Shares of the credit-card lender fell in late trading after it reiterated that 2018 earnings would be at the high end of the previously forecast range of $6.90 to $7.30 in 2018, which would exceed 2017 results.
Analysts had expected the New York-based firm to boost its forecast as consumers increased spending on its cards. Worldwide billed business, a measure of customer card spending, did jump 10 percent to $296.5 billion in the second quarter, topping analysts’ estimates of $294.1 billion.
The world’s largest credit-card issuer by purchases said revenue climbed 9 percent to $10 billion in the second quarter, just missing the $10.1 billion average of 21 analyst estimates compiled by Bloomberg.
Shares dropped 3.7 percent to $100 at 4:31 p.m. in extended New York trading. The stock has climbed 4.8 percent this year.

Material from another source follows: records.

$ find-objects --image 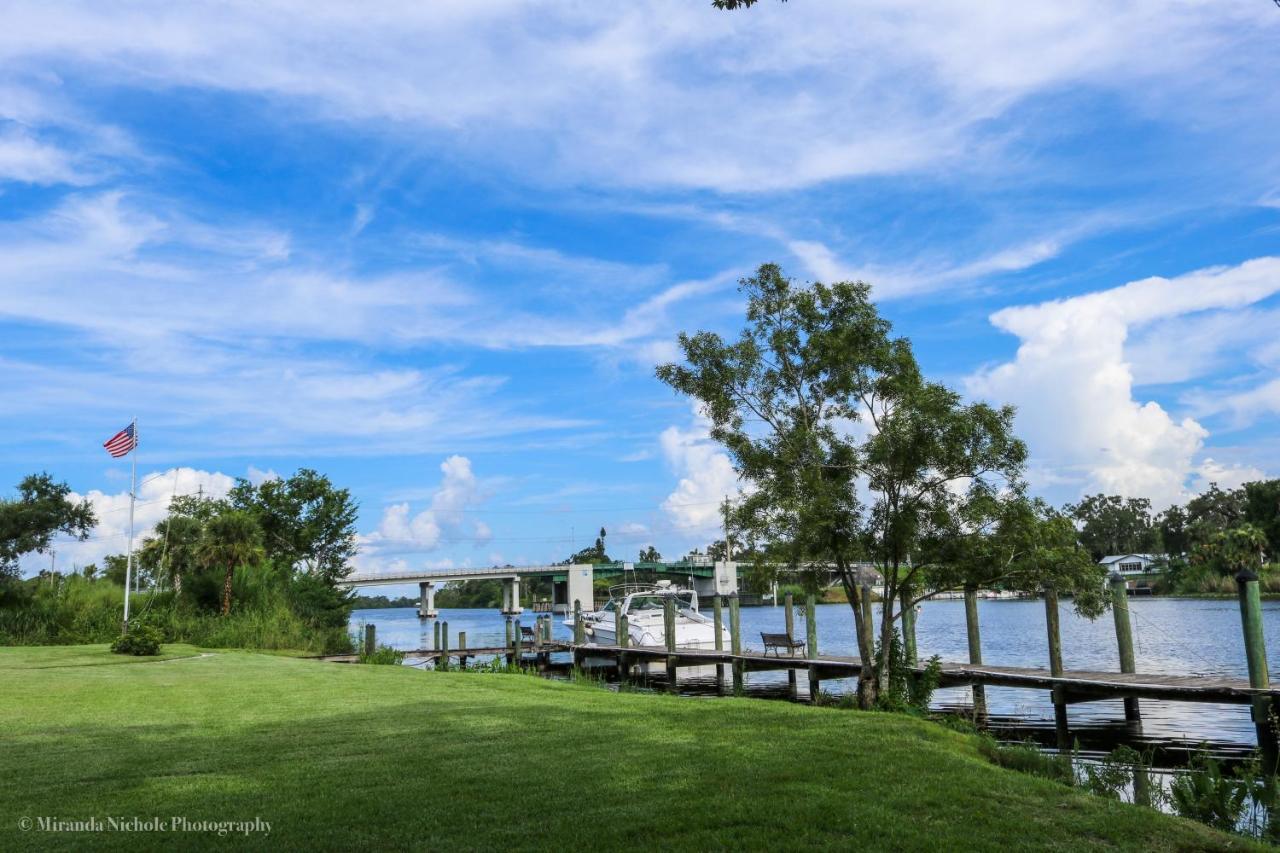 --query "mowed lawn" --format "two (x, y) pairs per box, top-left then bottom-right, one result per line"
(0, 646), (1251, 851)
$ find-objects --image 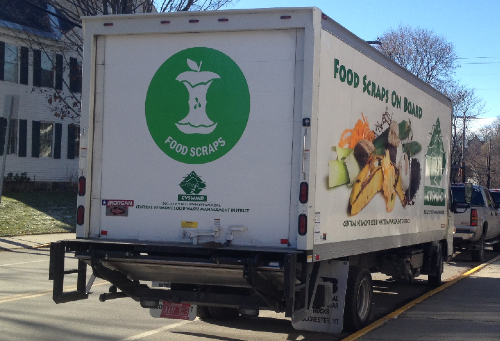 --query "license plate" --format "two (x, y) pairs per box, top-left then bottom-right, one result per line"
(150, 301), (197, 320)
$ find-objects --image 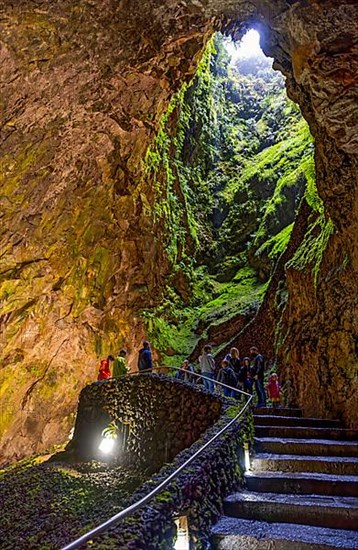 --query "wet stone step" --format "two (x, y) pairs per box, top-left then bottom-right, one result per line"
(211, 517), (358, 549)
(254, 407), (303, 417)
(224, 491), (358, 530)
(254, 426), (358, 441)
(254, 437), (358, 457)
(244, 471), (358, 497)
(251, 453), (358, 476)
(253, 415), (343, 428)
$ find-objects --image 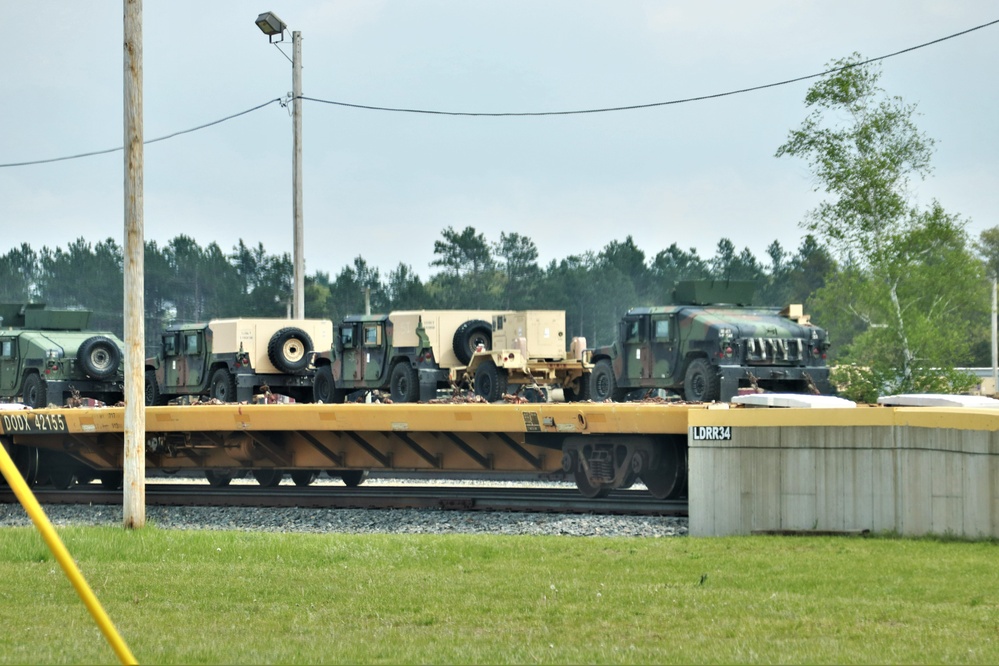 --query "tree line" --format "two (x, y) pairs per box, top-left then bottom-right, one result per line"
(0, 230), (833, 354)
(1, 53), (995, 399)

Amex has had to cut prices so that more merchants will accept its cards, in a quest to reach parity coverage with Visa Inc. and Mastercard Inc. next year. That means customers will start seeing Amex’s blue logo at smaller stores that have long held out against the cards because of higher fees. AmEx has warned the company’s discount rate, a measure of the fees it charges merchants, will decline by 5 to 6 basis points this year.
Amex won a years-long legal battle in the second quarter when the U.S. Supreme Court threw out a lawsuit filed by the U.S. government and 11 states that accused the firm of thwarting competition by prohibiting merchants from steering customers to cards with lower fees.

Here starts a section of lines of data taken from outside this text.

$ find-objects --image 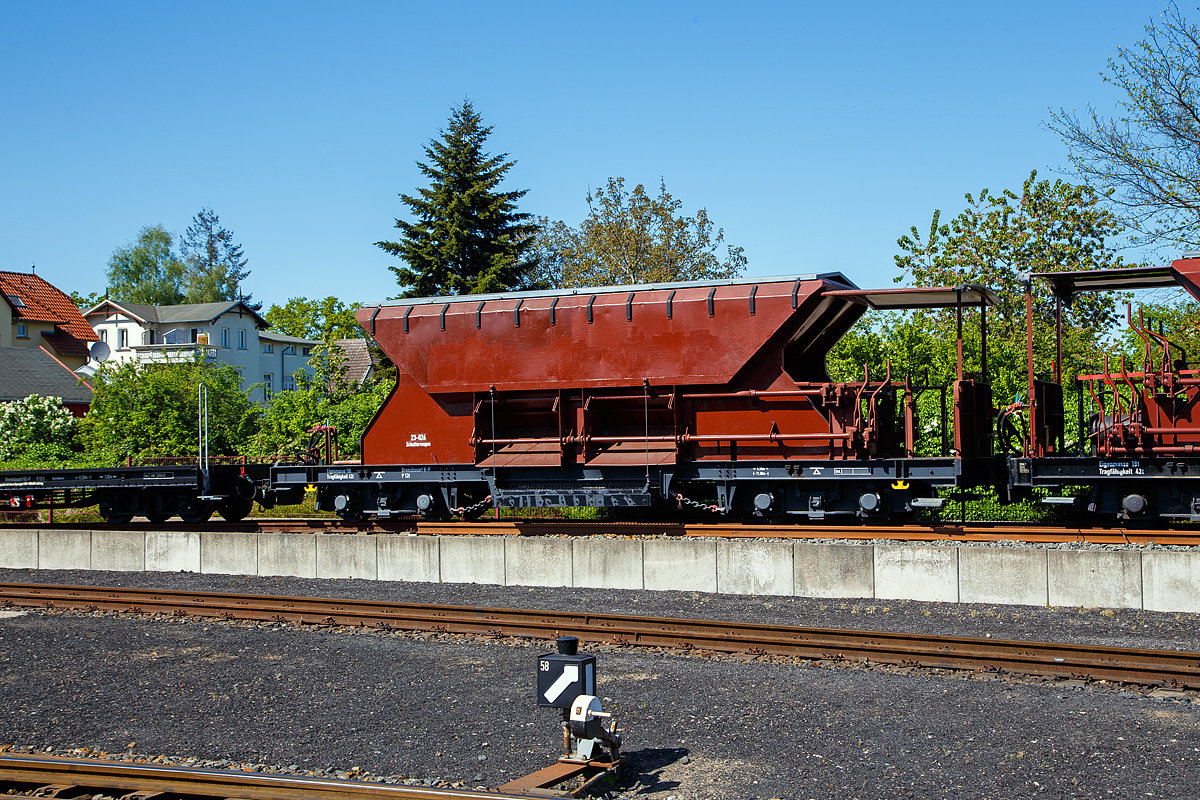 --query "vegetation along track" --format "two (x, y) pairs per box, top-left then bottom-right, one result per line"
(0, 753), (523, 800)
(3, 583), (1199, 689)
(3, 517), (1200, 546)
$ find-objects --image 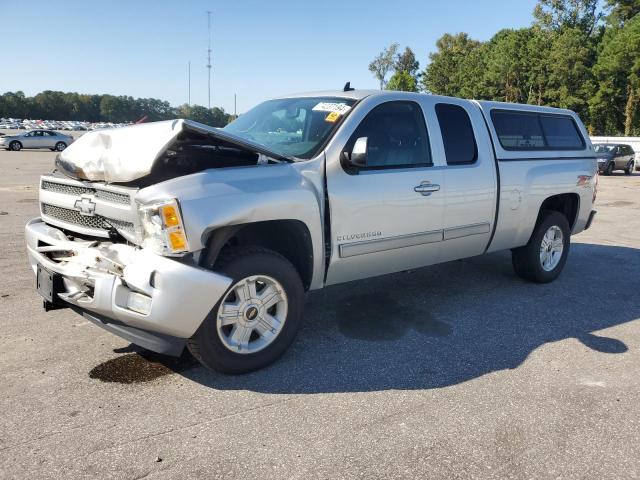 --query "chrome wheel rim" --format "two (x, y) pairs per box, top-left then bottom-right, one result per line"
(539, 225), (564, 272)
(216, 275), (288, 354)
(56, 143), (64, 151)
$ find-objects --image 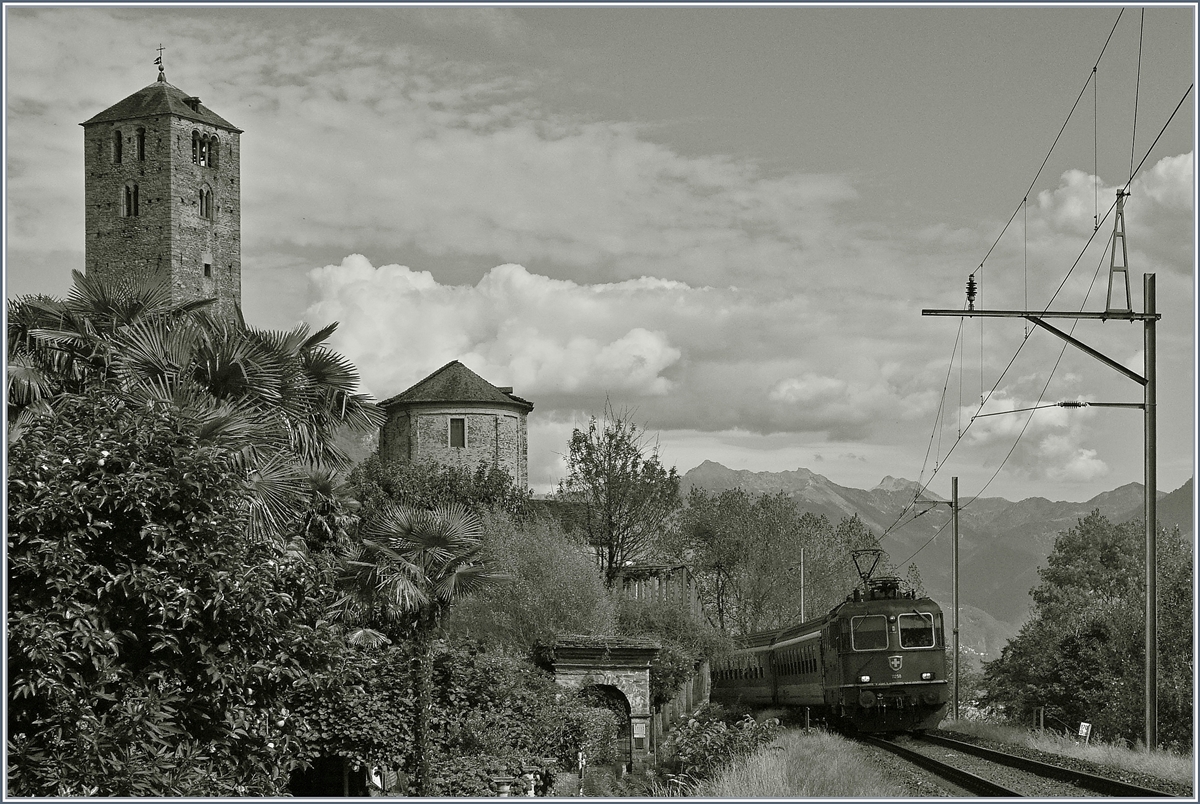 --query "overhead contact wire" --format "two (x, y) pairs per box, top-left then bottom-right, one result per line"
(964, 243), (1112, 506)
(884, 20), (1197, 544)
(976, 9), (1124, 270)
(1130, 9), (1145, 183)
(893, 9), (1127, 513)
(1124, 83), (1194, 193)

Here’s a quick summary of key numbers from Amex’s results for the second quarter, announced Wednesday in a statement:
Net income increased 21 percent to $1.62 billion, or $1.84 a share, from $1.3 billion, or $1.47, a year earlier. The average estimate of 27 analysts surveyed by Bloomberg was for adjusted profit of $1.83 a share. Expenses jumped 7 percent to $7.1 billion, fueled by an increase in marketing and business development costs. That was better than the $7.26 billion analysts had predicted. The credit-card firm had to set aside $806 million to cover souring loans in the quarter. That was better than the $825 million average of 17 analyst estimates compiled by Bloomberg.